Renouant avec la tradition des dialogues, Bertolt Brecht renvoie les personnages archétypaux dans les coulisses et invente, avec une modernité détonante, des rôles de théâtre dans toute leur complexité émotionnelle, intellectuelle et charnelle.
Deux étrangers, réfugiés de l’Allemagne nationalesocialiste, se rencontrent fortuitement à Helsinki. Le premier, Ziffel, est un scientifique féru de physique atomique. Il écrit ses mémoires. Le second se nomme Kalle, et constitue le travailleur prolétarien si cher au dramaturge allemand.

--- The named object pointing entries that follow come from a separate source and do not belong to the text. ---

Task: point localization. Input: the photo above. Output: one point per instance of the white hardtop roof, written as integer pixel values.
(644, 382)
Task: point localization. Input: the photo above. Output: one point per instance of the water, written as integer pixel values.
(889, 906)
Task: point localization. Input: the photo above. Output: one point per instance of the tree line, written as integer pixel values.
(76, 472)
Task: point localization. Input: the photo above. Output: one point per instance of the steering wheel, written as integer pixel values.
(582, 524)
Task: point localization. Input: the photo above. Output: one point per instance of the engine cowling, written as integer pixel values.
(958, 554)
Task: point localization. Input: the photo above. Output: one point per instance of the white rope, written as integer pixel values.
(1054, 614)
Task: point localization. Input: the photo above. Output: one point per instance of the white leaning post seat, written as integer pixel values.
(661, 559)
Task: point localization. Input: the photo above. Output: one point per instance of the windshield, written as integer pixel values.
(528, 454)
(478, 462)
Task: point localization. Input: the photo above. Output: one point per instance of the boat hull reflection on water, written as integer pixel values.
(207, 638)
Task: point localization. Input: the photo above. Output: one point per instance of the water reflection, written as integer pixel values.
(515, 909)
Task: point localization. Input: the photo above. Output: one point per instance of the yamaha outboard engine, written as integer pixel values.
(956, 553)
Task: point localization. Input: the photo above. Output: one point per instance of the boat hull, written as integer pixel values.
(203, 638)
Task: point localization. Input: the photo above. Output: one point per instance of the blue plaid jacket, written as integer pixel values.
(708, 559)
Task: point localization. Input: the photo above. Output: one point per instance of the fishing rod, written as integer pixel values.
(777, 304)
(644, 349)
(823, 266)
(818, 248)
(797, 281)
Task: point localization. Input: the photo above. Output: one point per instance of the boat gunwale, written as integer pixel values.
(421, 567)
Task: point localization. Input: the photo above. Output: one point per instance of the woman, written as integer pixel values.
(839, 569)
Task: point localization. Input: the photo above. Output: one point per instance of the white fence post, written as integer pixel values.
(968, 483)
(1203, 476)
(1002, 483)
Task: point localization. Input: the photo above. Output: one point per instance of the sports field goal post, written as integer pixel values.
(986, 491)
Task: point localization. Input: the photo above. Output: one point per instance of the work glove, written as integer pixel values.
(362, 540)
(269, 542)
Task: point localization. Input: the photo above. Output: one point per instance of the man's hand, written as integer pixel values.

Intimes, politiques, sociaux et historiques, leurs conversations successives abordent une large palette de sujets et témoignent de cette qualité rare que possédait Brecht de véhiculer des notions profondes avec des mots de tous les jours. Et avec une ironie mordante, décalée, pressée à froid, souvent noire et en creux. Cette « ironie » des choses, Hegel l’appelait la dialectique et la meilleure école pour la dialectique, disait Brecht, c’est l’émigration. Deux exilés face à face, deux acteurs, Valentin Rossier et Jean-Quentin Châtelain, sous quelques lumignons tendus de guirlande en guirlande, comme si, au ciel des idées, des flammèches brûlaient encore.